Editor’s note: Gary M. Mullet is president of Gary Mullet Associates, Inc., a suburban Atlanta-based consulting and statistical data processing firm working primarily with producers and users of marketing research.
From both Statistics 101 and Marketing Research 201, whether in formal classes or on the job experience, we've all learned how to calculate sample sizes-answering such questions as, "How many respondents do I need to interview so that my 95 % sampling error will be no more than 4% on the brand preferred question in this upcoming survey?" In case we forget how to do the appropriate button pushing on our calculators, there are a number of computer programs, calculators or slide charts around which will answer this, and similar questions, when given the parameters. (My calculator gives a sample size of 601, by the way, for the above question.)
Whether we do such computations ourselves or look up the answers in widely available tables, we are explicitly concerned with one of the two wrong conclusions which can occur in statistical analyses-the Type I or α-error.
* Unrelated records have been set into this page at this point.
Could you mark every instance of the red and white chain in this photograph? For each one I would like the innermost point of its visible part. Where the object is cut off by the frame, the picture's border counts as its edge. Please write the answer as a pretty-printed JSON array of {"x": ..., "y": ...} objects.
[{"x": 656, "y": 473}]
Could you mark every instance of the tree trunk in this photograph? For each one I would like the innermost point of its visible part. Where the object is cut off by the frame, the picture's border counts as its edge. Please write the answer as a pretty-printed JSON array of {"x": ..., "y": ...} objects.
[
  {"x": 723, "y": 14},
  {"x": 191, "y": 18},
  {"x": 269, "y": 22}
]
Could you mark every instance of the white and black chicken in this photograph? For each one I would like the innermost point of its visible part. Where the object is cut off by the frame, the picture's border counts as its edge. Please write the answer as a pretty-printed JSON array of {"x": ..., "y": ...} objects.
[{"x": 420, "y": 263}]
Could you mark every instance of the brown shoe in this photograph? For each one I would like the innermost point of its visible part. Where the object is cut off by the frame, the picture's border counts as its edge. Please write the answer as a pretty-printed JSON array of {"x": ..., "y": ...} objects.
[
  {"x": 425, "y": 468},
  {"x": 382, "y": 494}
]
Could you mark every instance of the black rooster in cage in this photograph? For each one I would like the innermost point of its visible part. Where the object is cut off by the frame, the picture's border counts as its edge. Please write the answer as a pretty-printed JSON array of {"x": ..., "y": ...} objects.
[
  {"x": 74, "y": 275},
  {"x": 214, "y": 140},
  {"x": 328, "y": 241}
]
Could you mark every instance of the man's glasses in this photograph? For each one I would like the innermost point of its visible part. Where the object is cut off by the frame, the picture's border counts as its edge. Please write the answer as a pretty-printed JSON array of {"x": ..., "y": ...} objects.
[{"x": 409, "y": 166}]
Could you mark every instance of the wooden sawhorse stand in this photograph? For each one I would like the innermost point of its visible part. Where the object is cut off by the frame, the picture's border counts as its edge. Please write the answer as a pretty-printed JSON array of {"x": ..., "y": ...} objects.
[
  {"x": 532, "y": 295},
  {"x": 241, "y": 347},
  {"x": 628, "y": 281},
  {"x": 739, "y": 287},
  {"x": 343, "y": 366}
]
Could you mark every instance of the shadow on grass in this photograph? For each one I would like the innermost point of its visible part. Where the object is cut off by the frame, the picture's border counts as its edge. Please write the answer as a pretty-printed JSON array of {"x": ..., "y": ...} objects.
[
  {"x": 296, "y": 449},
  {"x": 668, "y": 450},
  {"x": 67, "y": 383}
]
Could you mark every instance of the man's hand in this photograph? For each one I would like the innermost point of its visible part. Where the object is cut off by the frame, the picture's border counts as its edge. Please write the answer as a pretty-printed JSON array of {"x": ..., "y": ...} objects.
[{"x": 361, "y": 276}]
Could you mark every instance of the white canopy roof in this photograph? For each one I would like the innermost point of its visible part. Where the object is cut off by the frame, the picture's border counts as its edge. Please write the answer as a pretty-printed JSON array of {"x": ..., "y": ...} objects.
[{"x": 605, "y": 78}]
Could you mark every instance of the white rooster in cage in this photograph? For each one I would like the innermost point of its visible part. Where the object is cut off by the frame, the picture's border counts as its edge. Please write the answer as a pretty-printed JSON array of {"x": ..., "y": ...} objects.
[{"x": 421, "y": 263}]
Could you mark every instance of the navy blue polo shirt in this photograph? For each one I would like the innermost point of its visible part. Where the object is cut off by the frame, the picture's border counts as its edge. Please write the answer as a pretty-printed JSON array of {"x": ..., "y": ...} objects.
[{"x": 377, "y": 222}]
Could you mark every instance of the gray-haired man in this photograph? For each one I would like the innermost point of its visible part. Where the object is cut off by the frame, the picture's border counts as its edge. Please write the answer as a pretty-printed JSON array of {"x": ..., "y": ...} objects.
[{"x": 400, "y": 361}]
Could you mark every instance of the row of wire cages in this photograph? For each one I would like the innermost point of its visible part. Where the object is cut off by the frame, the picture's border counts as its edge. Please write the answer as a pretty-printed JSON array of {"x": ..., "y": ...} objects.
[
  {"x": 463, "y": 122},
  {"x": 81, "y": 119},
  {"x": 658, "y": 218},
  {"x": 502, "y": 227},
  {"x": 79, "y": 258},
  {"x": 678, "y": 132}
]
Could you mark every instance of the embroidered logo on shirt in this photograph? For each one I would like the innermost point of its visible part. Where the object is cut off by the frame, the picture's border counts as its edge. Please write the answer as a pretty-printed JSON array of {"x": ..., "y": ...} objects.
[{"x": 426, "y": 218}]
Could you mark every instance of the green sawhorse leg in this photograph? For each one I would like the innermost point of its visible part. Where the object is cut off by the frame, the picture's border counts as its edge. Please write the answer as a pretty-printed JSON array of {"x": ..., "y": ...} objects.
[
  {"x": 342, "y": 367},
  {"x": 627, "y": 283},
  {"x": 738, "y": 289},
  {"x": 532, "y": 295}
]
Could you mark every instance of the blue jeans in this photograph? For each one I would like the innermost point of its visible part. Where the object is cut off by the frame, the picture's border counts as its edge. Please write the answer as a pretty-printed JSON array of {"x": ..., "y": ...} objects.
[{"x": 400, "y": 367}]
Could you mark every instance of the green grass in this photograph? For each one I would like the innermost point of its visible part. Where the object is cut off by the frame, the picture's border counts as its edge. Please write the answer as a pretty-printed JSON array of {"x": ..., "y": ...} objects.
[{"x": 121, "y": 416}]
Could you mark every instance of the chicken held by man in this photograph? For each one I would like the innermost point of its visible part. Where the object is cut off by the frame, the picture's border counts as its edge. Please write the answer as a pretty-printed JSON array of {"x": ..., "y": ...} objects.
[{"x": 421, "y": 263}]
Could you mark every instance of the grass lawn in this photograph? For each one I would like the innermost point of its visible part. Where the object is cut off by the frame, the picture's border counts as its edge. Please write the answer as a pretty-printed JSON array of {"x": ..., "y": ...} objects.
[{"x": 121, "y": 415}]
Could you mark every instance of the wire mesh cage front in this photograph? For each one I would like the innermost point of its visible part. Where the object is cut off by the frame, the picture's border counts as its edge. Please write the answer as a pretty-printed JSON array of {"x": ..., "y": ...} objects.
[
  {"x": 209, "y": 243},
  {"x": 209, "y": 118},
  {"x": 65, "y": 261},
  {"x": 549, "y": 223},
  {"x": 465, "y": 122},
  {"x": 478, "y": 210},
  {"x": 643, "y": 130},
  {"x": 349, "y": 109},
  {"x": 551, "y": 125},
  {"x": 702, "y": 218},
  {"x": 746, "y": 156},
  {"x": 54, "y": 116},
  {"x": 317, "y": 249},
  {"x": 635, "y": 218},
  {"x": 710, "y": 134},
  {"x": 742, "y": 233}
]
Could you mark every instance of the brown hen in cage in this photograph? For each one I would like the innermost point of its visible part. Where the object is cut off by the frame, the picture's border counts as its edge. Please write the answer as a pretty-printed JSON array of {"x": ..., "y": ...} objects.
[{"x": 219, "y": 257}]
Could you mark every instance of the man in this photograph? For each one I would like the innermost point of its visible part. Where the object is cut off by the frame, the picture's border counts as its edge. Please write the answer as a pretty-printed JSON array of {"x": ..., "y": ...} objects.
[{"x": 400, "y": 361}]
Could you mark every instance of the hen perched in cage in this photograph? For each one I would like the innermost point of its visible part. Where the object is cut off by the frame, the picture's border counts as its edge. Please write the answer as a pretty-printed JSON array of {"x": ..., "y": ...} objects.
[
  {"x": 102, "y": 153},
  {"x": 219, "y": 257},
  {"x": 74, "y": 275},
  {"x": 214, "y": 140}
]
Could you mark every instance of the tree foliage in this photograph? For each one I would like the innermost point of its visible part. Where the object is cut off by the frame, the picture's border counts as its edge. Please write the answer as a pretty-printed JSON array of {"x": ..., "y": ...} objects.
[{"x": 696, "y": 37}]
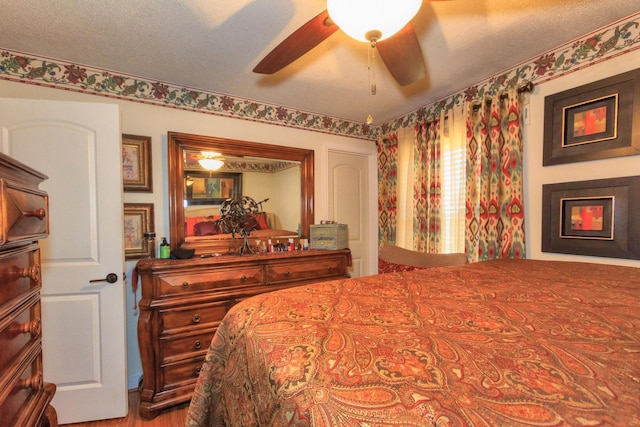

Specifically we are saying we don't want to reject a particular true null hypothesis more than 5% of the time and/or we want to be 95 % confident that we don't reject that same null hypothesis when it is true.
Without the statistical jargon, what are we saying? Let's consider a simple product test. We've come up with a new product formulation and want to introduce our "NEW!! IMPROVED!!" product if the new formulation does significantly better than the old in a paired comparison test. We interview, tabulate, process and analyze and come up with the conclusion that, although 53 % of the respondents prefer the new (in a blindfold test, of course), this is not a significant preference and, thus, we will stick with the old formulation.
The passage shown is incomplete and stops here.